The argument can be either a string
describing a line with valid GFA syntax, or a Line
instance. If a string is added, a line instance is created and
then added.
>>> g = gfapy.Gfa()
>>> g.add_line("S\tA\t*")
>>> g.segment_names
['A']
>>> g.append("S\tB\t*")
>>> g.segment_names
['A', 'B']
Editing the lines¶
Accessing the information stored in the fields of a line instance is described in the Positional fields and Tags chapters.
In Gfapy, a line instance belonging to a Gfa instance is said to be connected to the Gfa instance. Direct editing the content of a connected line is only possible, for those fields which do not contain references to other lines. For more information on how to modify the content of the fields of connected line, see the References chapter.
>>> g = gfapy.Gfa()
>>> e = gfapy.Line("E\t*\tA+\tB-\t0\t10\t90\t100$\t*")
>>> e.sid1 = "C+"
>>> g.add_line(e)
>>> e.sid1 = "A+"
Traceback (most recent call last):
gfapy.error.RuntimeError: ...
Removing lines¶
Disconnecting a line from the Gfa instance is done using the
Gfa.rm(line)
method. The
argument can be a line instance or the name of a line.
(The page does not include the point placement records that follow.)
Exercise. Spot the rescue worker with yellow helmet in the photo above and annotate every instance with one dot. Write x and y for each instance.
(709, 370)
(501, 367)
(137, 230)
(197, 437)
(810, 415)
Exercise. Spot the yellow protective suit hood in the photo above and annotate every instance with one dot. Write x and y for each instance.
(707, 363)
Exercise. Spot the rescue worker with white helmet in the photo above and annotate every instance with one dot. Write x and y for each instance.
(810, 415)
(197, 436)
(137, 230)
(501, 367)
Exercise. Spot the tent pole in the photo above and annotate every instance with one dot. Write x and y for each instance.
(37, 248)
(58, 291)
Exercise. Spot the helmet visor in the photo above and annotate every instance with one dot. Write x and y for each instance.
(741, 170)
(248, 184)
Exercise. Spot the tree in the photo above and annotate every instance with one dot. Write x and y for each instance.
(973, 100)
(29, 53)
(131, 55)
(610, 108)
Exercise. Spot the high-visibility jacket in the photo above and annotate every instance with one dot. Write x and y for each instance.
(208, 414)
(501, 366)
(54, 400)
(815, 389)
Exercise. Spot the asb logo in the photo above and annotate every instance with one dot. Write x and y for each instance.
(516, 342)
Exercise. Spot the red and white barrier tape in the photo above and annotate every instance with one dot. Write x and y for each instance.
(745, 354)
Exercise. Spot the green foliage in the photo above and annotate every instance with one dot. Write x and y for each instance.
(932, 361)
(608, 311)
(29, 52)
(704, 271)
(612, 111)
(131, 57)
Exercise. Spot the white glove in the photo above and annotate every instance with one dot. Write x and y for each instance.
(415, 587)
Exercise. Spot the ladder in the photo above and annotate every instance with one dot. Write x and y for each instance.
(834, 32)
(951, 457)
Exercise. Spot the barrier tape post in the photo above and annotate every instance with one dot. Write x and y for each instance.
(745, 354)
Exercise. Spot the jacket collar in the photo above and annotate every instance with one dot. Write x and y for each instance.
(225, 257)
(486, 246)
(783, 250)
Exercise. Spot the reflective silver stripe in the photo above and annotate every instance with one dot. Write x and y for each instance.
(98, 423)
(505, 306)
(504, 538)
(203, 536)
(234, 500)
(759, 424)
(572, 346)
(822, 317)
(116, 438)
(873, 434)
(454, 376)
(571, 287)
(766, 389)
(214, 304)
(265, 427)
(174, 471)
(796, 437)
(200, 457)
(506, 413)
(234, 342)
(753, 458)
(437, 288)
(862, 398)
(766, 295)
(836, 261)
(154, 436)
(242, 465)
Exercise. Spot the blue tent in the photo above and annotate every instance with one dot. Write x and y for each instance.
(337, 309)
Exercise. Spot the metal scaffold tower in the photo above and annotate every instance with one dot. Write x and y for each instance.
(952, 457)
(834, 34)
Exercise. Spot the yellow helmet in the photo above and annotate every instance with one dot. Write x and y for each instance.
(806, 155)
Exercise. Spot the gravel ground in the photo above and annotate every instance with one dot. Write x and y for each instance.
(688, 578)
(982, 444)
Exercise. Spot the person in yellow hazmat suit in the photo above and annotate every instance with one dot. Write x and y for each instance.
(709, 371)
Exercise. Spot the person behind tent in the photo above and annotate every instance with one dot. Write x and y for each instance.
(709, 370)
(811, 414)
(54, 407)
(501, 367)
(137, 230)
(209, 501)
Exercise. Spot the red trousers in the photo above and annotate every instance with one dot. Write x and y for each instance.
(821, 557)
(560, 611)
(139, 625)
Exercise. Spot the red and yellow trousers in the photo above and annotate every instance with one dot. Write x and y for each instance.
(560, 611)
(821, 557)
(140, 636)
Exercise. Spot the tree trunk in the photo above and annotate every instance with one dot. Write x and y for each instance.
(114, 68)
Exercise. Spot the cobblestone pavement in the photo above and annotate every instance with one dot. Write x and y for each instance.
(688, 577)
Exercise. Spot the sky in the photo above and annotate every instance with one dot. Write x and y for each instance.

In alternative, a line instance can also be disconnected using the
disconnect
method on it. Disconnecting a line
may trigger other operations, such as the disconnection of other lines (see the
References chapter).
>>> g = gfapy.Gfa()
>>> g.add_line("S\tA\t*")
>>> g.segment_names
['A']
>>> g.rm('A')
>>> g.segment_names
[]
>>> g.append("S\tB\t*")
>>> g.segment_names
['B']
>>> b = g.line('B')
>>> b.disconnect()
>>> g.segment_names
[]
Renaming lines¶
Lines with an identifier can be renamed. This is done simply by editing
the corresponding field (such as name
or sid
for a segment).
This field is not a reference to another line and can be freely edited
also in line instances connected to a Gfa. All references to the line
from other lines will still be up to date, as they will refer to the
same instance (whose name has been changed) and their string
representation will use the new name.
>>> g = gfapy.Gfa()
>>> g.add_line("S\tA\t*")
>>> g.add_line("L\tA\t+\tB\t-\t*")
>>> g.segment_names
['A', 'B']
>>> g.dovetails[0].from_name
'A'
>>> g.segment('A').name = 'C'
>>> g.segment_names
['B', 'C']
>>> g.dovetails[0].from_name
'C'